Tuesday, November 10, 2015: 3:57 PM
257B (Salt Palace Convention Center)
Qingang Xiong, Computer Science and Mathematics Division, Oak Ridge National Laboratory, Oak Ridge, TN, Sreekanth Pannala, Computer Science and Mathematics Division, Oak Ridge National Laboratories, Oak Ridge, TN and Stuart C. Daw, Feerc, Oak Ridge National Laboratory, Knoxville, TN

Incorporating intra-particle temperature gradient in DPM modeling of biomass fast pyrolysis

Qingang Xiong, Sreekanth Pannala, Stuart C. Daw

Oak Ridge National Laboratory, Oak Ridge, Tennessee 37831, USA

Emails: xiongq@ornl.gov (Q. Xiong), pannalas@gmail.com (S. Pannala), dawcs@ornl.gov (S. C. Daw)

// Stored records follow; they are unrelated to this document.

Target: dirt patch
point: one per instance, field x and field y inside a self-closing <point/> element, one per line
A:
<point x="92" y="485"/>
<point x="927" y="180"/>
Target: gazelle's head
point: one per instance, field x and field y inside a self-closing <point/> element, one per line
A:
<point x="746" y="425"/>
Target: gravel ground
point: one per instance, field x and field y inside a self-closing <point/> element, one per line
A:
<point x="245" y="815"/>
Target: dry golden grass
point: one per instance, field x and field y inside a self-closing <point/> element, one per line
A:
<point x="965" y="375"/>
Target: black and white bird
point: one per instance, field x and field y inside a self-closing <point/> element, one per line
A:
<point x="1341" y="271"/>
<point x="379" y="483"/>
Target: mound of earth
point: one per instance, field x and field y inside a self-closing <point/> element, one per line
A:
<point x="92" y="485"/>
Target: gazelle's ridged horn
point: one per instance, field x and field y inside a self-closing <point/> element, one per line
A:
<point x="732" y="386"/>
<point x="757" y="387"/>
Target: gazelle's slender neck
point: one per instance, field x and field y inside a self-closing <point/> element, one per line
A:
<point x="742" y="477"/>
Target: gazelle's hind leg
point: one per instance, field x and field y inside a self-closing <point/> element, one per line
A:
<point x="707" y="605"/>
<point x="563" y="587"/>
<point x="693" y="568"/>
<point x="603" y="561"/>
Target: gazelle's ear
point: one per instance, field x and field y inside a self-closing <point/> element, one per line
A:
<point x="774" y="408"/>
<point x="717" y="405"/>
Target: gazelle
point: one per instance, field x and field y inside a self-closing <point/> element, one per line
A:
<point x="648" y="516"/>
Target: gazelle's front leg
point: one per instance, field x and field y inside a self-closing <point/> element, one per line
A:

Abstract Numerical simulation plays a vital role in the development of advanced technologies for biomass fast pyrolysis. Because of its relatively low thermal conductivity, biomass particles are always thermally thick and the effects of intra-particle temperature gradient on the overall reactor performance need to be considered. In this study, intra-particle temperature distribution was modeled and incorporated into the discrete particle simulation (DPM) for modeling biomass fast pyrolysis in fluidized-bed reactor. Each biomass particle was tracked individually and the inter-particle interactions were resolved directly via the soft-sphere collision model. A global multi-component multi-step kinetics was employed to model the biomass fast pyrolysis reactions. To consider the temperature gradient inside biomass, a mathematical distribution of intra-particle temperature which was developed from single-particle models was assigned to each biomass particle depending on its conversion history. With the assigned intra-particle temperature information, the pyrolysis reaction rates were obtained semi-analytically. The incorporation of the intra-particle temperature distribution into DPM was carried out in the open-source MFIX-DEM code. A small fluidized bed reactor consisting of several thousand biomass particles was simulated. The results were compared with those from the DPM simulation without consideration of the intra-particle temperature gradient. In the future work, sand particles will be included and parallel computing will be launched to simulate a laboratory-scale bubbling fluidized-bed reactor for experimental validation.